Using electronic configuration, please explain the charge 1+ and 3+ on Ti ions.
When determining electron configuration, you have to first understand that the configuration builds upon itself. It all starts with the first row being 1s (hydrogen). From there it builds upon itself in the order of the periodic table going across (by rows).
The first number determines which row it is in. We use letters to describe its location pretty much. Since the periodic table is organized according to traits, the letters represent the location and how the energy levels are organized. Finally there is an exponent which tells you how many electrons are exactly in that energy level. The levels go in this order:
Alkali & Alkaline: s
So the general order is s, p, f, d...
Hydrogen is 1s^1 (because it has one electron and has only one energy level)

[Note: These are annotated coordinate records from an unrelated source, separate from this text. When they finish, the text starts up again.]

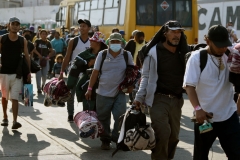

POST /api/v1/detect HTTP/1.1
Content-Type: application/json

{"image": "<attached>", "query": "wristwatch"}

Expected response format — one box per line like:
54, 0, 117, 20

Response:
194, 106, 202, 111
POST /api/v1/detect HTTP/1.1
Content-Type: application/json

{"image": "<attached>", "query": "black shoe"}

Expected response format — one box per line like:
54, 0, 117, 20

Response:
1, 119, 8, 126
101, 141, 111, 150
12, 122, 22, 129
68, 115, 73, 122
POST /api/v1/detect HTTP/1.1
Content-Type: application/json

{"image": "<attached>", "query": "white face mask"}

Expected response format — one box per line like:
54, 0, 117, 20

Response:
110, 44, 122, 52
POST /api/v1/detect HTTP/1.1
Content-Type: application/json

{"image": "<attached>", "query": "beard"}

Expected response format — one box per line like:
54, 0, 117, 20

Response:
209, 46, 224, 57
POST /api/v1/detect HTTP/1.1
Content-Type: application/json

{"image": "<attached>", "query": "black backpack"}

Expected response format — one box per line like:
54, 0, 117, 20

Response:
112, 107, 147, 156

Helium is 1s^2 (because it has two electrons and two energy levels)
Lithium would be 1s^2 2s^1... Another way to write this is (He) 2s1 since essentially Lithium is just a Helium atom with 1 extra electron (for configuration purposes).
When you make one with Ion is a little different however. If you are looking at Titanium you first need to know Ti's regular electron configuration which is: (Ar) 4s^2 3d^2
When you have a positive ion, you have lost electrons, so you will manipulate the exponent which represents the electron count. Now atoms and electrons are lazy, and like to bond, so they get rid of electrons from easier, less complicated energy levels and leave at least one or more on the outer shell.

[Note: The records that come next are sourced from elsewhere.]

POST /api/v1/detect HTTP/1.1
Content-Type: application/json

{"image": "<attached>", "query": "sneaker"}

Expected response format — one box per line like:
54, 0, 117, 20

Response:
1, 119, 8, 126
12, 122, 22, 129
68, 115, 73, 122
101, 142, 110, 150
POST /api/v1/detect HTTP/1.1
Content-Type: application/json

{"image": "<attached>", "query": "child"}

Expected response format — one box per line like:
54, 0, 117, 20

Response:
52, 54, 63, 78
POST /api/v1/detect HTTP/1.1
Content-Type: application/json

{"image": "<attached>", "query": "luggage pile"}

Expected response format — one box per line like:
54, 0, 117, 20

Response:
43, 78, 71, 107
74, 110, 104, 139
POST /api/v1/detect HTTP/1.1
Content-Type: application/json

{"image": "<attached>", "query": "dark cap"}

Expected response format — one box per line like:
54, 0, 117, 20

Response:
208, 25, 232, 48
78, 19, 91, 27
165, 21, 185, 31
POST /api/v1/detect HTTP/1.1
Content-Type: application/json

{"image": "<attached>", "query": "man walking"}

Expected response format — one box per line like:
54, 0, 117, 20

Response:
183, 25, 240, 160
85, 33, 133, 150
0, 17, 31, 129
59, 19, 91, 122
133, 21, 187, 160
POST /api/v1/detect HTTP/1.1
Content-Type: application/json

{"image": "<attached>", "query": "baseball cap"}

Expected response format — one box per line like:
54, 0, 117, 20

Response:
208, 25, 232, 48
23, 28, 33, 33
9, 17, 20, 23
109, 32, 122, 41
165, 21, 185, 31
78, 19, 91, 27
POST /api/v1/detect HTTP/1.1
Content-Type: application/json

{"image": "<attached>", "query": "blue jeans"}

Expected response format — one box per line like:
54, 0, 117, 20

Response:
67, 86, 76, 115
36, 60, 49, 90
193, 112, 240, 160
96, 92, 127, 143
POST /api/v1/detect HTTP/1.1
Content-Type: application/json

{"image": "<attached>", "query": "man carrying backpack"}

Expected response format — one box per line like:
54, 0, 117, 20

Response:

So, the confituration for Ti +3 would lose three electrons: 1 from the 3d^2 level turning it into 3d^1 (so it has one in its outter shell; then it'll lose the other two (totaling to 3) from the 4s^2 level turning it into 4s^0.
The configuration for Ti+1 would just lose the one from 3d^2, turning it into 3d^1
Ions can not lose the last energy level the normal atom has. It is still technically that atom so it has to keep that classification as much as possible.